Off the southbound lane of Parañaque’s Coastal Road is a small fishing village that makes it means via the polluted waters of Manila Bay.
I have passed through this strip of coast countless times, plying my way to and from Manila years back.
And every time, I make it a point to sit near the window, the sea within sight. I wanted to see the bay as my bus speeds along the highway.
I was particularly drawn to a part where the mangroves blocking the bay suddenly gives way to a small fish port; then a stretch of Manila bay speeds by, interspersed with shanties and small boats. The urban symphony peaks with a wooden bridgeway leading to a shack in the middle of the shallow cove.
The view then gradually descends into the long highway to the south.
The scenery especially during late afternoons were quite dramatic, litters and shanties notwithstanding. A perfect stretch for a road trip playlist.
Canon Philippines announced that this year’s annual Canon Photomarathon would be held at SMX, right beside the Mall of Asia. The proximity of this location to Parañaque’s coastal road was just too good to pass up.
The day of the Photomarathon came. I decided that this would be the day that I would finally photograph that stretch of road that connects the southern cities of the metro.
Armed with my point and shoot camera and a photo buddy, we walked and hitched ‘til we were eventually dropped off at the small fish port.
Other participants of the event were also there but they were flocking towards the incoming boats from the bay. I on the other hand have another goal in mind; to photograph that wooden bridgeway that I had been seeing over and over again for years back.
To the left of the port we went marching.
The place looked a bit unsafe; especially with expensive cameras dangling all around our necks. But it was the middle of the day and there’s quite a few folks passing through the place. We went ahead, extra caution in mind.
We chatted with some of the local fisher folks in the area. They’re quite friendly. We had some photos ops with the kids running around the bank and was even offered a boat ride (for a fee) to the nearby mangroves. For a closer view of the white birds lazily flocking around the area, the boatmen explained.

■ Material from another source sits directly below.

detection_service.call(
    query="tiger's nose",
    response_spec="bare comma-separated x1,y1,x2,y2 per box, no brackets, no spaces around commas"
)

Eventually we arrived at the mysterious causeway.
Some kids were happily lounging around its rickety wooden path, just hanging out and probably telling tall tales of the previous days.
It was almost perfect. Only thing missing was the drama of the late afternoon, the cast of the sun’s orange glow against the reflective water of the bay.
I can almost hear the squawks of the birds and the comforting sound of the speeding vehicles off the road as twilight approaches. But that may be for another time.
After some minutes, I have my photographs of the place.
Dozen and dozens of mornings, afternoons and evenings have fleeted along this stretch of Manila Bay with me inside the comfort of a passenger bus. And for the first time after all those long years, I had actually walked along its littered pathways, capturing my memories of Parañaque’s Coastal Road as I went along.